Ф. А. Шуберт. Из воспоминаний первого директора Национального театра

— В концертах я чувствую себя уверенно, а дирижировать своими операми я с удовольствием предоставляю дирижерам.

Не помню уже, добавил ли он, что до этого момента вообще не дирижировал ни одной оперой7.

— А какую из моих опер вы хотели бы исполнить?
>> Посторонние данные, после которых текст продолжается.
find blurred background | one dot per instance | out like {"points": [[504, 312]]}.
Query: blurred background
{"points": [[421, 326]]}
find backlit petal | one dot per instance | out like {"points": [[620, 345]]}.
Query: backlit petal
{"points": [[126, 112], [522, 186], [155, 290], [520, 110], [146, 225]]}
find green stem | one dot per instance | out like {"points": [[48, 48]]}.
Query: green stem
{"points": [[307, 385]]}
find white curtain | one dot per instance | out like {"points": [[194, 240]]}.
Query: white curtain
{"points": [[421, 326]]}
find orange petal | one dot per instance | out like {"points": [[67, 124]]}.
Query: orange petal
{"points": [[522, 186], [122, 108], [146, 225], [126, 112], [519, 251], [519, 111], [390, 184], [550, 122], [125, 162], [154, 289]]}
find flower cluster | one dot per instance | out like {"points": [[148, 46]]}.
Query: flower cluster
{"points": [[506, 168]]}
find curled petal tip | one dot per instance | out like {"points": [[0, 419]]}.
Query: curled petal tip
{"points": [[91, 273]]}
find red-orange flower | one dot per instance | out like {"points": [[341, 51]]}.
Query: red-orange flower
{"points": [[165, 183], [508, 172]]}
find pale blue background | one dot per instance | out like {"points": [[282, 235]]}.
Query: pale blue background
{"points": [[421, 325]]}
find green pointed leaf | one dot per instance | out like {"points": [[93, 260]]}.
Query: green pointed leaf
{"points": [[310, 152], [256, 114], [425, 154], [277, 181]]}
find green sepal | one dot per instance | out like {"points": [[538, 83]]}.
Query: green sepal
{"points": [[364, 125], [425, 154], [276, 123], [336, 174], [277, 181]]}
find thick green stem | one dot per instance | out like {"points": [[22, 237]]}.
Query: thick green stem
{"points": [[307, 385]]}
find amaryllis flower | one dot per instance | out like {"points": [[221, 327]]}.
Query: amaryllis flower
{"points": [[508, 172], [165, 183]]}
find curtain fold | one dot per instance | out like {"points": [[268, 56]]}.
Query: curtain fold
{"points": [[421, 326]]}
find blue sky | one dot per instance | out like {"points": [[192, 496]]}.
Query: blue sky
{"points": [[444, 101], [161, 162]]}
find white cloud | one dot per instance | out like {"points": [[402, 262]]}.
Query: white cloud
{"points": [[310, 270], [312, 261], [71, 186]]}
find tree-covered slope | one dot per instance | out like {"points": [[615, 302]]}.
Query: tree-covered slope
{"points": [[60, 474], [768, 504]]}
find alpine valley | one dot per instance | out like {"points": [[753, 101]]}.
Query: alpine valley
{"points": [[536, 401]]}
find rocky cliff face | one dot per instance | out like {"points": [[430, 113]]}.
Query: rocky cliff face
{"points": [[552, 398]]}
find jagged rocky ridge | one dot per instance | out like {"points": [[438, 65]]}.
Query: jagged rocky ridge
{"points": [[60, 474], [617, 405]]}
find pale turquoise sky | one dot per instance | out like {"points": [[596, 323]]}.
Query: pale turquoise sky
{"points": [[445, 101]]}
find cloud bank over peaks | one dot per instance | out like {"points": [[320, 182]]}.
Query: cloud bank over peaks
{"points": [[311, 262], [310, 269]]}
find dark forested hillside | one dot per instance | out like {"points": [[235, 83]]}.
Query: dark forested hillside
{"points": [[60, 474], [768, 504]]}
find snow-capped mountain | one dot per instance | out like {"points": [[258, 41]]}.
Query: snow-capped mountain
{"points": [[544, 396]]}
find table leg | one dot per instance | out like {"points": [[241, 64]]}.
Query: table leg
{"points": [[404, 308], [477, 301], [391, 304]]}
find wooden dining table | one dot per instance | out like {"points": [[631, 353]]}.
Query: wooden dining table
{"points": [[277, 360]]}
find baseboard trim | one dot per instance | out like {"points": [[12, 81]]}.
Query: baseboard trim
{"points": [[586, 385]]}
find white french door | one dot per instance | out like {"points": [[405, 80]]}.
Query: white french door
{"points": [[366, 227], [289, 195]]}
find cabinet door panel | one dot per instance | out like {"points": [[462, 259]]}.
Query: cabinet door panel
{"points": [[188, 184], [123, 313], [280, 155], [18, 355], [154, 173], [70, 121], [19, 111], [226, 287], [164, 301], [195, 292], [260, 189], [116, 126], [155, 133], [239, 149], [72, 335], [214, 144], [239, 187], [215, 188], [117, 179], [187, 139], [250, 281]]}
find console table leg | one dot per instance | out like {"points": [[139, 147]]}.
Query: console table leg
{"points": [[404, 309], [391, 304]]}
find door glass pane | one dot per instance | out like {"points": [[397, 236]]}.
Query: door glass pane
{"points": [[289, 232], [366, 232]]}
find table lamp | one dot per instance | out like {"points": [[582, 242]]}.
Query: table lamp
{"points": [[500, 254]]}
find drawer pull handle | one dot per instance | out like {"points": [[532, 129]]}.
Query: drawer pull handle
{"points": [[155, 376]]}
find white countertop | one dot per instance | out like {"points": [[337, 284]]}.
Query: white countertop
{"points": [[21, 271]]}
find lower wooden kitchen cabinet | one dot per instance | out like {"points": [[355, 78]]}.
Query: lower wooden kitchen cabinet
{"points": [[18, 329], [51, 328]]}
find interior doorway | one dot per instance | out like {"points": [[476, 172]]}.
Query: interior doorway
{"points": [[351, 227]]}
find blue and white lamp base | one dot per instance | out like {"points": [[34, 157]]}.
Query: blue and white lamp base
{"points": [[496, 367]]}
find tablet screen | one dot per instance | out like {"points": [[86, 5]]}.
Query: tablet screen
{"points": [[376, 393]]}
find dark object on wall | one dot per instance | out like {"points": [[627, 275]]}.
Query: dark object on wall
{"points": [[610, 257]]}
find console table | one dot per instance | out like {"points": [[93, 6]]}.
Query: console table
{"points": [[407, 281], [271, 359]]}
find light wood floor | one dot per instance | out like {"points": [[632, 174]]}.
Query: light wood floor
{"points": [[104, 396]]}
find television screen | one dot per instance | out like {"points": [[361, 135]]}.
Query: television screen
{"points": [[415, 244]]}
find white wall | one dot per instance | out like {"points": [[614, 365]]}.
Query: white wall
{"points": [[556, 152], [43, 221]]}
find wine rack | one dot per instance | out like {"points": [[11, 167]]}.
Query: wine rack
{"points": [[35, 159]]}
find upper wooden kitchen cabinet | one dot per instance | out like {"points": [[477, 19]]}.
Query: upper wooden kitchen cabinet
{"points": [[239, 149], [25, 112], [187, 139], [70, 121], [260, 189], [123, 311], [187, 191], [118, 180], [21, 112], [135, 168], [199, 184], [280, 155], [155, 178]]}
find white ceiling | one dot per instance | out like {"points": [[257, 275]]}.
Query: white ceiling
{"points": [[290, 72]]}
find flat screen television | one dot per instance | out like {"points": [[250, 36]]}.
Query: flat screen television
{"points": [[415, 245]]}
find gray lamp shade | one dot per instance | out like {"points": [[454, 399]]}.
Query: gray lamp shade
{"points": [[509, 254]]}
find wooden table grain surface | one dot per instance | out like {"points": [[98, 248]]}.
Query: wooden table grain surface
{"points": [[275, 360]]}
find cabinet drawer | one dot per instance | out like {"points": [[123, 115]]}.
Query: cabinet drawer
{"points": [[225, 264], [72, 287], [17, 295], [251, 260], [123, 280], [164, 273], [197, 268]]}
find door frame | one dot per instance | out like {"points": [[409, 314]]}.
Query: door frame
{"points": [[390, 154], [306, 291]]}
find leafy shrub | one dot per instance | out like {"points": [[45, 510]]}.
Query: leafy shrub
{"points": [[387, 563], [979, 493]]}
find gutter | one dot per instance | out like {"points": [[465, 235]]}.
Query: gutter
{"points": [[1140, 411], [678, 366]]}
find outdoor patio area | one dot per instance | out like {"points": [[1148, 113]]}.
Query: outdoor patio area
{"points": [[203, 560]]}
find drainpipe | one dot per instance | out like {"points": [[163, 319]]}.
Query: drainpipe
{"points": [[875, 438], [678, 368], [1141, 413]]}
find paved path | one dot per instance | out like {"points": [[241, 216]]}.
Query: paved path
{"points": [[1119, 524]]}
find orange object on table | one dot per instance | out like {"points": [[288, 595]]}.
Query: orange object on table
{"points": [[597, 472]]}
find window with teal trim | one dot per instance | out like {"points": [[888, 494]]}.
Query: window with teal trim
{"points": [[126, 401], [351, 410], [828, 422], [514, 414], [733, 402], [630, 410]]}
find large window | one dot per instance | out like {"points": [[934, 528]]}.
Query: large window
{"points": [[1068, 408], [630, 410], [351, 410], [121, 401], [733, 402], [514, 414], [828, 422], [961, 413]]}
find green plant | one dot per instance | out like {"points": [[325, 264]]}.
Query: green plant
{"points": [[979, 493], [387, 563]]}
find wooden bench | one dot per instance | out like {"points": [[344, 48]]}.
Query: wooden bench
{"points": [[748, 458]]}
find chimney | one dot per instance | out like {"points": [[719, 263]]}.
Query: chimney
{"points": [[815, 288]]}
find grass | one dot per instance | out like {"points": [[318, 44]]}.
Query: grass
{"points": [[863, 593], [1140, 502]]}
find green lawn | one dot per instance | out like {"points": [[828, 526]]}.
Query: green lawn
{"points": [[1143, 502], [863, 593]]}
Не знаю, понравятся ли за пределами России сюжеты моих произведений.

Мы заверили его, что если бы он усомнился в интересе нашей чешской общественности к русским и вообще к славянским сюжетам, то нанес бы ей смертельную обиду.

— Не знаю, не знаю,— искренне уверял маэстро,— будет ли в вашем славянском вкусе какое-либо из моих произведений. «Опричник», «Чародейка», «Кузнец» («Черевички») и другие — это все, кажется, только для нас, русских; в другом же месте им трудно прижиться на длительный срок.

— Какое свое произведение вы любите больше других? — спросил я.

— Больше других? — повторил Петр Ильич, откинулся на спинку кресла и пристально, очень пристально посмотрел на меня. На его продолговатом лице, напоминающем изображение святого Петра, было заметно волнение, большее, чем я мог себе представить. Оно выражало ожидание и вместе с тем боязнь разочарования.

Он отклонился от спинки кресла, наклонил голову к столу, как бы что-то наигрывая себе правой рукой, и несколько приглушенным, почти сдавленным голосом сказал:

— Одно свое оперное произведение я люблю больше других, но оно не будет понятно нигде, кроме России.

— Какое? — допытывался я.— Это не драматическое произведение, а всего лишь сцены. — И, посмотрев в сторону, повторил: — Это вообще неосуществимо.

Слова человека можно понять до конца лишь тогда, когда мы не только слышим, но и видим говорящего. Слово бывает маской, завесой, бывает бальзамом, облегчающим боль от слов, сказанных другим, оно бывает противоположно его желанию. Правдой бывает тон говорящего, его взгляд, выражение лица.

— У нас в Праге в искусстве возможно то, что вероятно, в другом месте не было бы понято,— ответил я. — Мы ближе друг к другу, чем другие народы. И поэтому, может быть, вы скажете мне хотя бы, как называется ваше самое любимое произведение.

— «Евгений Онегин»,— быстро произнес Чайковский, добавив так же быстро,— но это вовсе не опера, не драма, это всего лишь лирические сцены...8

К моему счастью и к радости Чайковского, я не мог не сказать того, что сказал. Его глаза засветились радостью. Он встал. Через стол схватил мою руку — я сидел напротив него,— пожал ее и произнес только одно: «Приеду, приеду».